# Spam Detection

## 1. Introduction
This notebook builds a spam detection model using the 20 Newsgroups dataset from `scikit-learn`. We will treat some newsgroup categories as 'ham' (not spam) and others as 'spam' to create a binary classification problem. The project involves text preprocessing, feature extraction using TF-IDF, and training a classification model.

## 2. Data Loading and Preparation

In [None]:
from sklearn.datasets import fetch_20newsgroups
import numpy as np

# Define the categories for 'ham' and 'spam'
ham_categories = ['rec.sport.baseball', 'sci.space']
spam_categories = ['talk.politics.guns', 'misc.forsale']

# Load the datasets
ham_train = fetch_20newsgroups(subset='train', categories=ham_categories, shuffle=True, random_state=42)
spam_train = fetch_20newsgroups(subset='train', categories=spam_categories, shuffle=True, random_state=42)

ham_test = fetch_20newsgroups(subset='test', categories=ham_categories, shuffle=True, random_state=42)
spam_test = fetch_20newsgroups(subset='test', categories=spam_categories, shuffle=True, random_state=42)

# Combine the data
X_train = ham_train.data + spam_train.data
y_train = np.concatenate([np.zeros(len(ham_train.data)), np.ones(len(spam_train.data))])

X_test = ham_test.data + spam_test.data
y_test = np.concatenate([np.zeros(len(ham_test.data)), np.ones(len(spam_test.data))])

## 3. Text Preprocessing and Feature Extraction

In [None]:
from sklearn.feature_extraction.text import TfidfVectorizer

# Initialize the TF-IDF Vectorizer
vectorizer = TfidfVectorizer(stop_words='english')

# Fit and transform the training data
X_train_tfidf = vectorizer.fit_transform(X_train)

# Transform the test data
X_test_tfidf = vectorizer.transform(X_test)

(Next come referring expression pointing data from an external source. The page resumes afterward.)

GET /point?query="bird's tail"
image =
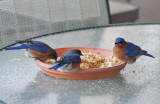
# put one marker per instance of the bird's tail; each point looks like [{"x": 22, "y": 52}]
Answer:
[
  {"x": 23, "y": 46},
  {"x": 146, "y": 54},
  {"x": 55, "y": 67},
  {"x": 149, "y": 55}
]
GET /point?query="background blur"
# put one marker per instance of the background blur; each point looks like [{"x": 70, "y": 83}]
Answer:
[{"x": 149, "y": 10}]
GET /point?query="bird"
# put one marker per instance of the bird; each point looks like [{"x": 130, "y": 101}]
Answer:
[
  {"x": 69, "y": 61},
  {"x": 127, "y": 51},
  {"x": 37, "y": 49}
]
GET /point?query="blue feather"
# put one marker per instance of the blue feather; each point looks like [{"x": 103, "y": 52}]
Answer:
[
  {"x": 149, "y": 55},
  {"x": 23, "y": 46}
]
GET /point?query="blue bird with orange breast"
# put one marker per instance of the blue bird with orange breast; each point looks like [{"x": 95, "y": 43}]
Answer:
[
  {"x": 37, "y": 49},
  {"x": 69, "y": 61},
  {"x": 127, "y": 51}
]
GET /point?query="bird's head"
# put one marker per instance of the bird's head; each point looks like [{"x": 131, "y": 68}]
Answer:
[
  {"x": 75, "y": 51},
  {"x": 120, "y": 41}
]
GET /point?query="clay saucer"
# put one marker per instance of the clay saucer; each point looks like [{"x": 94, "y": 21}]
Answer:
[{"x": 84, "y": 74}]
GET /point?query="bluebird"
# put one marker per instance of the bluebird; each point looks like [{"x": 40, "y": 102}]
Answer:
[
  {"x": 37, "y": 50},
  {"x": 127, "y": 51},
  {"x": 69, "y": 61}
]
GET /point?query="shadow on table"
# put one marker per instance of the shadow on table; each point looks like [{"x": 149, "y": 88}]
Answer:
[
  {"x": 1, "y": 102},
  {"x": 70, "y": 91}
]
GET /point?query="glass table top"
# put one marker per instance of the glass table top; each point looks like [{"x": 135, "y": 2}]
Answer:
[{"x": 22, "y": 82}]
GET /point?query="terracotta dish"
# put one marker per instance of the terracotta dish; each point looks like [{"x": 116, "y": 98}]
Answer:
[{"x": 84, "y": 74}]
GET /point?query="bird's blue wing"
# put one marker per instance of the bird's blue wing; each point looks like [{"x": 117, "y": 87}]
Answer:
[{"x": 132, "y": 50}]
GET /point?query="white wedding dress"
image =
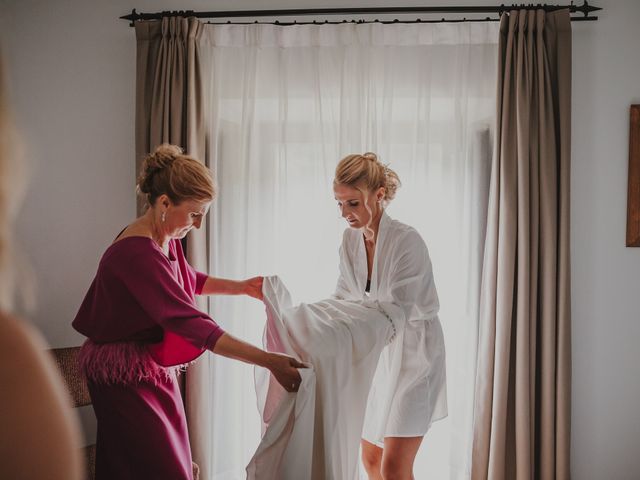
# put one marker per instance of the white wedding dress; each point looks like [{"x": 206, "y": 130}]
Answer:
[{"x": 314, "y": 434}]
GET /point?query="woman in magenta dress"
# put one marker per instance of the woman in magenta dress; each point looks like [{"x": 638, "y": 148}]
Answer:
[{"x": 142, "y": 323}]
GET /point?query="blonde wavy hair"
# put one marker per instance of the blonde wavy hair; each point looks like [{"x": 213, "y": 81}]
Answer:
[{"x": 13, "y": 180}]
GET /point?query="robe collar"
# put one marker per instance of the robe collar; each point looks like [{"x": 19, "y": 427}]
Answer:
[{"x": 361, "y": 263}]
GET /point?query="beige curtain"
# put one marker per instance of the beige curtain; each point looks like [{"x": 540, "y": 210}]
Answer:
[
  {"x": 169, "y": 109},
  {"x": 523, "y": 383}
]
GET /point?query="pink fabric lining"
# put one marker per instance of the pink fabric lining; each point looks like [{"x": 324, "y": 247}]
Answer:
[{"x": 122, "y": 363}]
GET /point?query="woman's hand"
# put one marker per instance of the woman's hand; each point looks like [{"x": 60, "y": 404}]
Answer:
[
  {"x": 253, "y": 287},
  {"x": 285, "y": 369}
]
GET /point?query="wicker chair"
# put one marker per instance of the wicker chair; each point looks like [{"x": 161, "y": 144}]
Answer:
[{"x": 67, "y": 361}]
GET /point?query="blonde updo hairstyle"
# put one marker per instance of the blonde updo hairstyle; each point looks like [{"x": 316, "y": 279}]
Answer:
[
  {"x": 168, "y": 171},
  {"x": 366, "y": 173}
]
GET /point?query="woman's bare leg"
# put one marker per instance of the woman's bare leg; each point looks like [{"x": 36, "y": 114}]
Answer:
[
  {"x": 398, "y": 456},
  {"x": 372, "y": 460}
]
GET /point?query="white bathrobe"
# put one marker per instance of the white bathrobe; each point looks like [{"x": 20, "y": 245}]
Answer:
[
  {"x": 315, "y": 434},
  {"x": 409, "y": 388}
]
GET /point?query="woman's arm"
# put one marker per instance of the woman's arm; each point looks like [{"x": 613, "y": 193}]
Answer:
[
  {"x": 283, "y": 367},
  {"x": 223, "y": 286}
]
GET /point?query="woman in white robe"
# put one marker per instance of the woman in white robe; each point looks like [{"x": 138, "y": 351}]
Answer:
[{"x": 385, "y": 260}]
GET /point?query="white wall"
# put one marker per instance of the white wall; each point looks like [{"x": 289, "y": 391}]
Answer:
[
  {"x": 605, "y": 274},
  {"x": 72, "y": 70}
]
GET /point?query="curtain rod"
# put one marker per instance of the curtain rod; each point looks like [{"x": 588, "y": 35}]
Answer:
[{"x": 585, "y": 9}]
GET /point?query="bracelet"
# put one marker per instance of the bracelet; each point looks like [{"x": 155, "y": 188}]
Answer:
[{"x": 393, "y": 325}]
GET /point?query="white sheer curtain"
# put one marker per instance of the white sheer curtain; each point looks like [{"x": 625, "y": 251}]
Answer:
[{"x": 285, "y": 104}]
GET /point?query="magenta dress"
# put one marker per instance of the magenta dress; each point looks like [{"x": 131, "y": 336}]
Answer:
[{"x": 142, "y": 324}]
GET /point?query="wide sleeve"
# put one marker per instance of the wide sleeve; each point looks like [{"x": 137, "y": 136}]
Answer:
[
  {"x": 344, "y": 268},
  {"x": 412, "y": 285},
  {"x": 149, "y": 278}
]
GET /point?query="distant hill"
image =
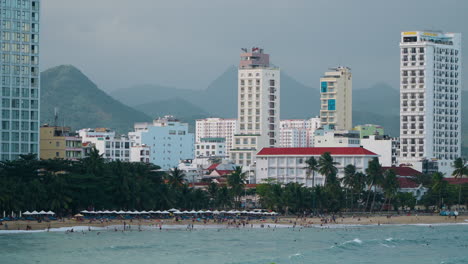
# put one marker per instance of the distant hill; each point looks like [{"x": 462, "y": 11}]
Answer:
[
  {"x": 180, "y": 108},
  {"x": 81, "y": 103}
]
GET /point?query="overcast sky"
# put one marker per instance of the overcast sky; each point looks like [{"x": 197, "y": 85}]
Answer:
[{"x": 187, "y": 44}]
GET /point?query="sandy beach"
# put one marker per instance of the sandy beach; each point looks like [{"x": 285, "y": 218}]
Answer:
[{"x": 347, "y": 220}]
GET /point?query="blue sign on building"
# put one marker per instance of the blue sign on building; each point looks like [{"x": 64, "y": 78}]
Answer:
[{"x": 331, "y": 104}]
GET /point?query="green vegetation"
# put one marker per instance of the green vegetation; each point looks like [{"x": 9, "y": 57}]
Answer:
[
  {"x": 81, "y": 103},
  {"x": 92, "y": 183}
]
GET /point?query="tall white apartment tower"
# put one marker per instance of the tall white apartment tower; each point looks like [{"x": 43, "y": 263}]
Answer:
[
  {"x": 258, "y": 107},
  {"x": 336, "y": 95},
  {"x": 430, "y": 98},
  {"x": 19, "y": 58}
]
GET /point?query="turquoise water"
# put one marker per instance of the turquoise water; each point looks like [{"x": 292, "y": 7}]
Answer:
[{"x": 374, "y": 244}]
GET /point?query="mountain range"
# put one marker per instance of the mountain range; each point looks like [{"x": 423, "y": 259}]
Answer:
[{"x": 82, "y": 104}]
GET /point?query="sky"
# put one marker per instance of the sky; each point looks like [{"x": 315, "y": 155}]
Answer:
[{"x": 188, "y": 44}]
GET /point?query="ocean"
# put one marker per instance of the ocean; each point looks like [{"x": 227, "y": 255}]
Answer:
[{"x": 415, "y": 244}]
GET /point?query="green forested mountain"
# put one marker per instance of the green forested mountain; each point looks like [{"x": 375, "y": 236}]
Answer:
[{"x": 81, "y": 103}]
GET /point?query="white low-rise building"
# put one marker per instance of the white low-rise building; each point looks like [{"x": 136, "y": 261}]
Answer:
[
  {"x": 140, "y": 153},
  {"x": 384, "y": 146},
  {"x": 211, "y": 147},
  {"x": 327, "y": 137},
  {"x": 107, "y": 143},
  {"x": 287, "y": 165}
]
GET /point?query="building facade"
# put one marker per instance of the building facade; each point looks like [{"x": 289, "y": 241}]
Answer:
[
  {"x": 216, "y": 128},
  {"x": 327, "y": 137},
  {"x": 287, "y": 165},
  {"x": 297, "y": 133},
  {"x": 258, "y": 107},
  {"x": 169, "y": 140},
  {"x": 112, "y": 147},
  {"x": 59, "y": 143},
  {"x": 369, "y": 130},
  {"x": 430, "y": 98},
  {"x": 336, "y": 95},
  {"x": 19, "y": 54},
  {"x": 211, "y": 147}
]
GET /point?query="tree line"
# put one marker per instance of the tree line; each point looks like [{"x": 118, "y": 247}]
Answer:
[{"x": 67, "y": 187}]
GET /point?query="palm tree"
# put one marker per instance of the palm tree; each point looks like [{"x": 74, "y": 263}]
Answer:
[
  {"x": 389, "y": 186},
  {"x": 374, "y": 178},
  {"x": 312, "y": 167},
  {"x": 236, "y": 181},
  {"x": 175, "y": 178},
  {"x": 326, "y": 166},
  {"x": 461, "y": 169},
  {"x": 438, "y": 184},
  {"x": 349, "y": 180}
]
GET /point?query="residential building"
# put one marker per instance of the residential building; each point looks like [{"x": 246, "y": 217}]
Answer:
[
  {"x": 112, "y": 147},
  {"x": 296, "y": 133},
  {"x": 59, "y": 143},
  {"x": 258, "y": 107},
  {"x": 140, "y": 153},
  {"x": 327, "y": 137},
  {"x": 407, "y": 181},
  {"x": 369, "y": 130},
  {"x": 336, "y": 95},
  {"x": 211, "y": 147},
  {"x": 384, "y": 146},
  {"x": 430, "y": 98},
  {"x": 19, "y": 98},
  {"x": 287, "y": 165},
  {"x": 169, "y": 140},
  {"x": 216, "y": 128}
]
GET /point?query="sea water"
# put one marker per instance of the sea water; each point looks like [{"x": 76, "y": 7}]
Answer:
[{"x": 438, "y": 244}]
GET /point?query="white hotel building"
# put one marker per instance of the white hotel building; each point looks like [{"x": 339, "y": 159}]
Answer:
[
  {"x": 296, "y": 133},
  {"x": 287, "y": 165},
  {"x": 258, "y": 107},
  {"x": 430, "y": 98},
  {"x": 216, "y": 128}
]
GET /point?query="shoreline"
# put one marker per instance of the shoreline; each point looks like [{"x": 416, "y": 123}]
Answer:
[{"x": 282, "y": 222}]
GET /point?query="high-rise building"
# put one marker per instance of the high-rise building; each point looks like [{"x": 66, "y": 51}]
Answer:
[
  {"x": 19, "y": 55},
  {"x": 258, "y": 106},
  {"x": 430, "y": 98},
  {"x": 336, "y": 95},
  {"x": 216, "y": 128}
]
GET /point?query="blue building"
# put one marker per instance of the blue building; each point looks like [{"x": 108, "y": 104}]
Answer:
[{"x": 168, "y": 139}]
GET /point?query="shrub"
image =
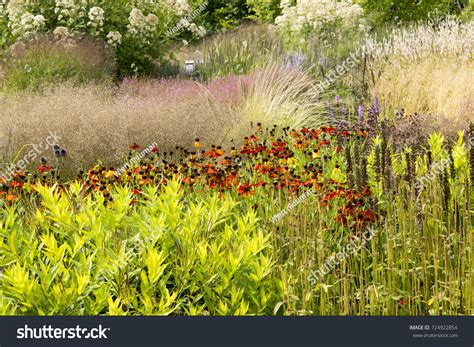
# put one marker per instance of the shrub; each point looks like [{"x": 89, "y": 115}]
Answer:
[
  {"x": 45, "y": 61},
  {"x": 318, "y": 18},
  {"x": 264, "y": 10},
  {"x": 382, "y": 11}
]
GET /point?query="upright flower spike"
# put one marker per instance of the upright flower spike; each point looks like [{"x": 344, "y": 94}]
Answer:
[{"x": 471, "y": 154}]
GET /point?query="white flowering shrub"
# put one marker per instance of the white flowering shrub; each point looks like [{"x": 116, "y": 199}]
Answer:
[
  {"x": 137, "y": 30},
  {"x": 318, "y": 17}
]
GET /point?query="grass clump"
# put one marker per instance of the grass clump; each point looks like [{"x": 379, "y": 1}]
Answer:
[{"x": 47, "y": 61}]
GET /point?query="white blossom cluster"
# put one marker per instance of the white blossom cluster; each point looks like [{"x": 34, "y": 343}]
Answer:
[
  {"x": 81, "y": 16},
  {"x": 314, "y": 15},
  {"x": 114, "y": 38},
  {"x": 181, "y": 7},
  {"x": 69, "y": 11},
  {"x": 21, "y": 22},
  {"x": 141, "y": 25},
  {"x": 96, "y": 19},
  {"x": 197, "y": 30}
]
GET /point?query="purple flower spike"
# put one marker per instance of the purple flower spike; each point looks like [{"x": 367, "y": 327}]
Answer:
[
  {"x": 376, "y": 104},
  {"x": 361, "y": 114},
  {"x": 344, "y": 110}
]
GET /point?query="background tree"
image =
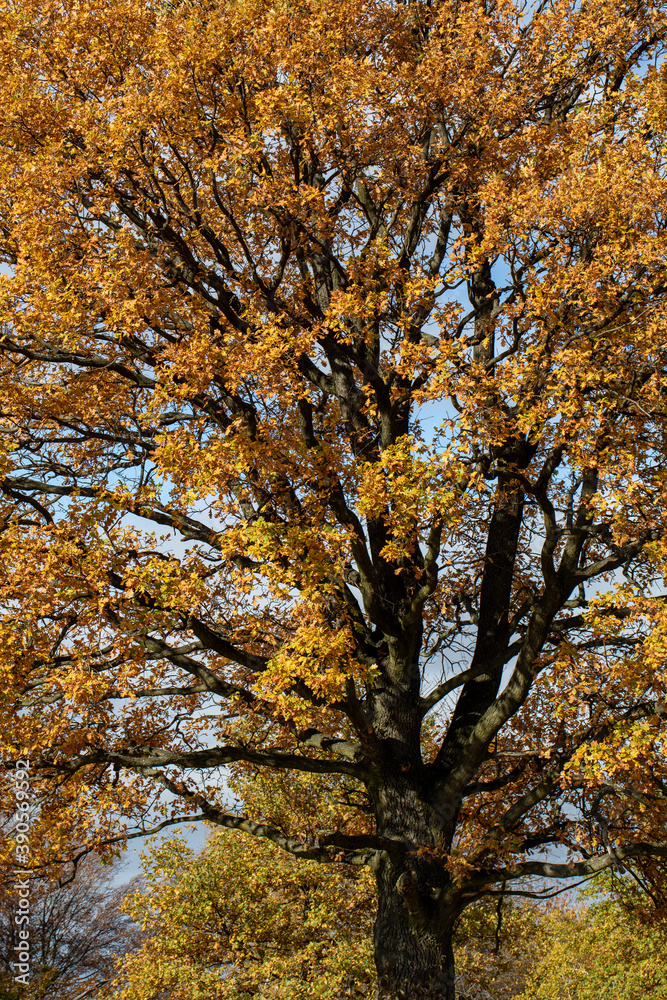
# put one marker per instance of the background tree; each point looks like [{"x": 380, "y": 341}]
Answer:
[
  {"x": 77, "y": 931},
  {"x": 364, "y": 307},
  {"x": 601, "y": 950},
  {"x": 240, "y": 920}
]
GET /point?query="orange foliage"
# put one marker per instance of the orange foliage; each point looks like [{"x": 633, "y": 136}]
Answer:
[{"x": 332, "y": 382}]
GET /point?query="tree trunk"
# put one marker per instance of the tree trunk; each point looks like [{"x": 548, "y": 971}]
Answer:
[{"x": 414, "y": 956}]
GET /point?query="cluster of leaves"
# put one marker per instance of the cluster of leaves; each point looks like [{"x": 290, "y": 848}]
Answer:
[{"x": 77, "y": 933}]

## 4. Model Building and Training

In [None]:
from sklearn.naive_bayes import MultinomialNB
from sklearn.metrics import accuracy_score, classification_report, confusion_matrix

# Initialize and train the Multinomial Naive Bayes model
model = MultinomialNB()
model.fit(X_train_tfidf, y_train)

## 5. Model Evaluation

In [None]:
# Make predictions
y_pred = model.predict(X_test_tfidf)

# Evaluate the model
accuracy = accuracy_score(y_test, y_pred)
print(f'Accuracy: {accuracy:.2f}')
print('\nClassification Report:')
print(classification_report(y_test, y_pred, target_names=['Ham', 'Spam']))
print('\nConfusion Matrix:')
sns.heatmap(confusion_matrix(y_test, y_pred), annot=True, fmt='g', xticklabels=['Ham', 'Spam'], yticklabels=['Ham', 'Spam'])
plt.xlabel('Predicted')
plt.ylabel('Actual')
plt.show()

## 6. Conclusion
The Multinomial Naive Bayes model achieved excellent performance in classifying the selected newsgroup posts as 'spam' or 'ham'. The high accuracy, precision, and recall scores demonstrate the effectiveness of using TF-IDF for feature extraction in text classification tasks. The model is highly capable of distinguishing between the different categories of text data.